The problem

Let’s say there are two data sets A and B such that,
A has the fields {id, time} and B has the fields {id, start-time, end-time, points}.

Find the sum of points for a given row in A such that A.id = B.id and A.time is in between B.start-time and B.end-time.

Let’s make it clearer by adding example data -

A  
id time
1 10:00
1 10:15
2 10:01
B      
id start-time end-time points
1 9:30 10:30 10
1 10:01 10:05 20
1 10:08 10:20 30
1 10:30 10:45 40
2 9:30 10:30 50

Its such a simple question. An equally simple and correct answer would be to write -

SELECT 
    a.id, a.time, sum(b.points) 
FROM 
    A a LEFT JOIN B b 
	    ON (a.id = b.id)
WHERE 
    b.start-time <= a.time AND 
    a.time <= b.end-time 
GROUP BY 
    a.id, a.time	

Based on our answer, the output should be -

id time sum(points)  
1 10:00 30 // 10
1 10:15 40 // 10 + 30
2 10:01 50 // 50

Perhaps, a picture might give you a better intuition:

Master slide 9:30 10:30 10:45 10:01 10:05 10:08 10:20 ID = 1 ID = 2 10 10 30 50 10:00 10:01 10:15 Time

Here are a few observations:

  • The join between A and B is a many-to-many join. It may not seem like much at this scale but it is going to be a nightmare for large datasets.
  • Not all the records of the join are useful. For instance, the 4th row in B, with 40 points was part of the output of the JOIN clause, but it was filtered out in the WHERE clause.
  • There is an overlap in the aggregation(a by product of the many-to-many join). For instance, The first row of B with 10 points, is part of the aggregation of first and second rows in A

Much of these observations do not matter at smaller scales. But when you are dealing with a data set to a scale of billions or trillions of records, it begins to bother you; More so, if there is a skew in that data. In traditional databases, we got by fine by pushing the condition in WHERE clause to the JOIN clause. Unfortunately for us, because of the way big data systems are designed, non-equi joins cannot be implemented efficiently.

A solution

Now, you could simply implement the same query as above translated to RDDs or dataframes. As we said before, it is not scalable enough. It might not even finish depending upon the size of the data. What we have is a different approach a time-range join, without a join itself. A senior developer in my team introduced me to this solution.

The algorithm

  1. Generalize the datasets and combine them.
  2. Partition the data and sort them.
  3. Aggregate per partition.

Stage 1: Generalize the datasets and combine them:
Let’s consider a dataset G with the fields - {id, time, row-type, points}. Datasets A and B can be generalized into G as follows:

  G      
  id time row-type points
A id time ‘a’ NULL
B+ id start-time ‘b+’ points
B- id end-time ‘b-‘ -1 * points
  • Because we are generalizing the datasets, in order to differentiate between the two, row-type is added to G.
  • We split the B dataset into two datasets - B+ and B-. B+ has start-time as time in G.
  • B+ dataset has points as a positive integer. B- has points as a negative integer(multiplied by -1)

so,

Repeating it more formally - In dataset G if the row-type = b+, then the value of time field is the start-time in B. The same way, if the row-type = b- then the value of time in G is the start-time in B.

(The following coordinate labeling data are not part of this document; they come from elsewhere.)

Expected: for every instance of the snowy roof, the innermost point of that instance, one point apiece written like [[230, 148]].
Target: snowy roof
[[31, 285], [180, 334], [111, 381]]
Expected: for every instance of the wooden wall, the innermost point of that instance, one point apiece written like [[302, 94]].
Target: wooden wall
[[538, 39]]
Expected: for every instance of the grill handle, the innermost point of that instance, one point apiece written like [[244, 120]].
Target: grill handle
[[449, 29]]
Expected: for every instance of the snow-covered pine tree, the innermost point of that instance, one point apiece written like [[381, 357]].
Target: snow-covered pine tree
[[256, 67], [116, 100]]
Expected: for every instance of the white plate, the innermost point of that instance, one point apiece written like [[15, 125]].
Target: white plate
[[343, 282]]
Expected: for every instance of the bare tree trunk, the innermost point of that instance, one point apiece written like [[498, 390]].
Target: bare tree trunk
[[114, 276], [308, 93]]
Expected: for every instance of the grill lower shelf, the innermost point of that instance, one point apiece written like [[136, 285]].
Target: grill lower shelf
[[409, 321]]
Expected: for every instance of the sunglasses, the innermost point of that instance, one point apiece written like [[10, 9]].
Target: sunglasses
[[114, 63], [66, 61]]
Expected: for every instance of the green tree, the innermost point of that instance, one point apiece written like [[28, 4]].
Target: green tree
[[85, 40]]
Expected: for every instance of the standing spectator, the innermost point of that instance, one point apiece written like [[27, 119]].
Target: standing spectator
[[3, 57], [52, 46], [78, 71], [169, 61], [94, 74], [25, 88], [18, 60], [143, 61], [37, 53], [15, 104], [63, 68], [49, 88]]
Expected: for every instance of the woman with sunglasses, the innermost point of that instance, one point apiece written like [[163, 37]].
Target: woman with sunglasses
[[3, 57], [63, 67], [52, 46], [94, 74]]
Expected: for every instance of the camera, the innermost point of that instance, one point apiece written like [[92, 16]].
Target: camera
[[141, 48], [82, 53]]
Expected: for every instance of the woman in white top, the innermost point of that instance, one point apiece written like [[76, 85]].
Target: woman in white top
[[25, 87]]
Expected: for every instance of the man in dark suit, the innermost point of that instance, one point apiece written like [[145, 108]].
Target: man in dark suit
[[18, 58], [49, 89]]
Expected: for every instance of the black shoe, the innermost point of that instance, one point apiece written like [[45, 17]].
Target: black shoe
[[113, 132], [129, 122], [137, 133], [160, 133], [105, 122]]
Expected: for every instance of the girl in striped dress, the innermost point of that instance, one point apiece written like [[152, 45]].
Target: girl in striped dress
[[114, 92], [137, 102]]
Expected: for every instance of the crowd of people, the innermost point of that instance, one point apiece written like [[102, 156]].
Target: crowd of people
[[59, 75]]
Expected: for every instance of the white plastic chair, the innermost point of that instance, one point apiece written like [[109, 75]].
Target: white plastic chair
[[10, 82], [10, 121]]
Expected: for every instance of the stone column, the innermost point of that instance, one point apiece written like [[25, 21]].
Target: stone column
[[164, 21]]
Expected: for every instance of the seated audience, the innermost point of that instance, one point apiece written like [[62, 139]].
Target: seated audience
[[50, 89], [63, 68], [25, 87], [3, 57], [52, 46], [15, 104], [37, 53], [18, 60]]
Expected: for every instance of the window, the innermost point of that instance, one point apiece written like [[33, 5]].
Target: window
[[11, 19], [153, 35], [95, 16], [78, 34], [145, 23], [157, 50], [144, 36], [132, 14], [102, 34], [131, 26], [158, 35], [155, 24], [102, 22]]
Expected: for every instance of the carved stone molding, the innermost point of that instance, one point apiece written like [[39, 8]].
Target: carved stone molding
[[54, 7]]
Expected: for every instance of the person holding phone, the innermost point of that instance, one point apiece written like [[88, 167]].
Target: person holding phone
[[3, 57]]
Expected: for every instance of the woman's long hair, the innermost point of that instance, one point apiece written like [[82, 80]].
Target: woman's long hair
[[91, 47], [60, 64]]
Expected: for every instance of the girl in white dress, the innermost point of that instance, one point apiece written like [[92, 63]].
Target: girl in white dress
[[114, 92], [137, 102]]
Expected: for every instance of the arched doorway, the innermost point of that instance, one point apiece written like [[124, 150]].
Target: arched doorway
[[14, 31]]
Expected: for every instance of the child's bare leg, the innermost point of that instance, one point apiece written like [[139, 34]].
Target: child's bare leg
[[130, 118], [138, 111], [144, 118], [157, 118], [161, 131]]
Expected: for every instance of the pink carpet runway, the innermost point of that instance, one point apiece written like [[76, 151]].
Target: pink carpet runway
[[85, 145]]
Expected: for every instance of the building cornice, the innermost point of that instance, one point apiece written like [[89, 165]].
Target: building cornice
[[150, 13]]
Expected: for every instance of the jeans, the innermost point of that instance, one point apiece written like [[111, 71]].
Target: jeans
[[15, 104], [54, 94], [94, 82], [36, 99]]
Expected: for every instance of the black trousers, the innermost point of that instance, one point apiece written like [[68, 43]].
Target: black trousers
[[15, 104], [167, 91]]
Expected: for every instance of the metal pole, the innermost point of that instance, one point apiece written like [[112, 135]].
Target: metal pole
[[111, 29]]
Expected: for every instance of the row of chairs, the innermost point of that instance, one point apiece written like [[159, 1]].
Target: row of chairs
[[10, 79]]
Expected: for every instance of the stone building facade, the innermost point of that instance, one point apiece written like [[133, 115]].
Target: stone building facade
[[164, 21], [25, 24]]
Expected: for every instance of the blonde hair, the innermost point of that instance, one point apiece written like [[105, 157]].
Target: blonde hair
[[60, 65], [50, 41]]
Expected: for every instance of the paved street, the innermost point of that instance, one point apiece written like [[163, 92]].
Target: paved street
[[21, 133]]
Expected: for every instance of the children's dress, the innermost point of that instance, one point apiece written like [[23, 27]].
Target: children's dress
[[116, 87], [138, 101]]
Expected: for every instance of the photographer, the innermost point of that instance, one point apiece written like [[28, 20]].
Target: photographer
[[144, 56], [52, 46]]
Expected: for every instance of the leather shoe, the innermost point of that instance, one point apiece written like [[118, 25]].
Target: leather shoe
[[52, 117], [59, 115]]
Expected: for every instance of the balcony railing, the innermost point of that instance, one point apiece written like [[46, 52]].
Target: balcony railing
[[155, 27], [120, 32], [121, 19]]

For simplicity’s sake, I will use the terms a records, b+ records or b- records to denote records with row-type = a, row-type=b+ and row-type=b- respectively.

mapped A      
id time row-type points
1 10:00 a null
1 10:15 a null
2 10:01 a null
mapped B      
id time row-type points
1 9:30 b+ 10
1 10:30 b- -10
1 10:01 b+ 20
1 10:05 b- -20
1 10:08 b+ 30
1 10:20 b- -30
1 10:30 b+ 40
1 10:45 b- -40
2 9:30 b+ 50
2 10:30 b- -50

Stage 2: Partition the data and sort it:
Now that we have a combined dataset of A and B(in terms of B+ and B-), the next step is to partition the data by id and sort by time and row-type within every partition.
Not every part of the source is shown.